I began researching and reporting my Darknet book (bit o' trivia: my choice for a title was Remix Planet) three years ago next month after reading about the fascinating discussions taking place on this topic at the ILaw seminar, and then following the postings on the original Copyfight and several other blogs. (Copyfight has been an invaluable resource for me in getting up to speed on these topics. You folks dish up the goods!)
The first thing I'll confess is: I'm no lawyer. Never even went to law school. For two decades I've been a journalist and writer as well as a member of management at several tech startups. I have nothing but admiration for the attorneys and scholars who have laid the intellectual foundation for these debates -- people like Larry Lessig, Siva Vaidhyanathan, Ernest Miller, Fred and Cory at EFF, Jessica Litman, David Bollier, the gang at LawMeme, and a long list of others.

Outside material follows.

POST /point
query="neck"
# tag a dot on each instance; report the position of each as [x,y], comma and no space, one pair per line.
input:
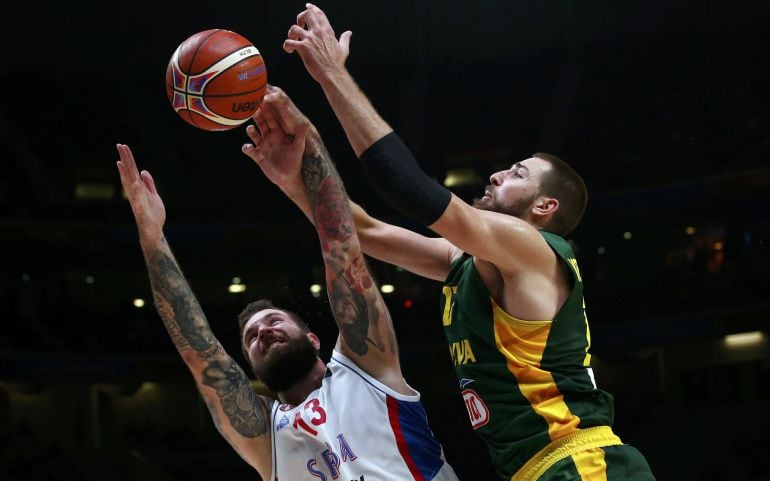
[298,392]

But it was also obvious to me that we needed to bring this discussion out of its current orbit -- among IP experts, academia, Capitol Hill, geeks and tech conference attendees -- and try to connect with the wider public.
The public has been all but left out of this debate. Copyfight and dozens of other blogs have brought a spotlight to these issues, but we need to do more to engage and enlist the general public
And so I set about not to argue a new intellectual thesis, but to tell stories -- accessible, meaningful narrative accounts of the people affected by the battle over digital rights. (I use the admittedly fuzzy term "digital rights" on purpose, by the way. Too often, Hollywood has framed this as a debate about piracy. It's not. It's about whether the entertainment companies should have the ability to dumb down our digital devices in order to protect their existing business models.)
I'm not here to hawk the book -- you're welcome to check out some of these stories and interviews on Darknet.com, which I hope will become one of the spokes in the hub of conversations about these issues. Some of the stories up there include The teenage filmmakers, and The Prince of Darknet, and (just today) the story of Philip Gaines asserting his fair use rights to annotate and comment on his favorite TV show.
In the next day or two, I'll post an interview I had with Jack Valenti a few months before he stepped down as chairman of the MPAA.
OK, that's enough for an intro. I want to post some quick thoughts about fair use, and invite your thoughts and comments. I'm here to listen and learn as much as anything. And even after my guest blogging gig ends, I'll be returning on daily basis. Nice to be here.
1. DRM is more technical than legal on June 9, 2005 7:25 AM writes...
Fine but let us not forget something that is being overlooked by those concerned about the legal and cultural ramification of digital rights management. I am talking about the technology issues that can be explained with the following principles of computers:
A. COMPUTERS ARE PROGRAMMED TO DO AS INSTRUCTED.
B. C0MPUTERS CAN BE PROGRAMMED TO IGNORE PREVIOUS INSTRUCTIONS.
C. COMPUERTS THAT CANNOT BE PROGRAMMED AS ABOVE, ARE NOT REAL COMPUTERS AND ARE USELESS.
D. WHAT COMPUTERS SEND TO MONITORS AND SPEAKERS CAN ALWAYS BE CAPTURED AND RECORDED AND REPRODUCED. ENCRYPTED SIGNALS CANNOT BE SENT TO MONITORS AND TO SPEAKERS.
D. NO ONE CAN CHANGE THE ABOVE.
The meaning: No one can legislate or change the nature of computers and all efforts to that end are doomed to failure. That includes DRM and all types of encryption. The the entertaiment industry suppliers of DRM technology know this and know that DRM can work only for a limited time but they are counting that their customes and others do not know this.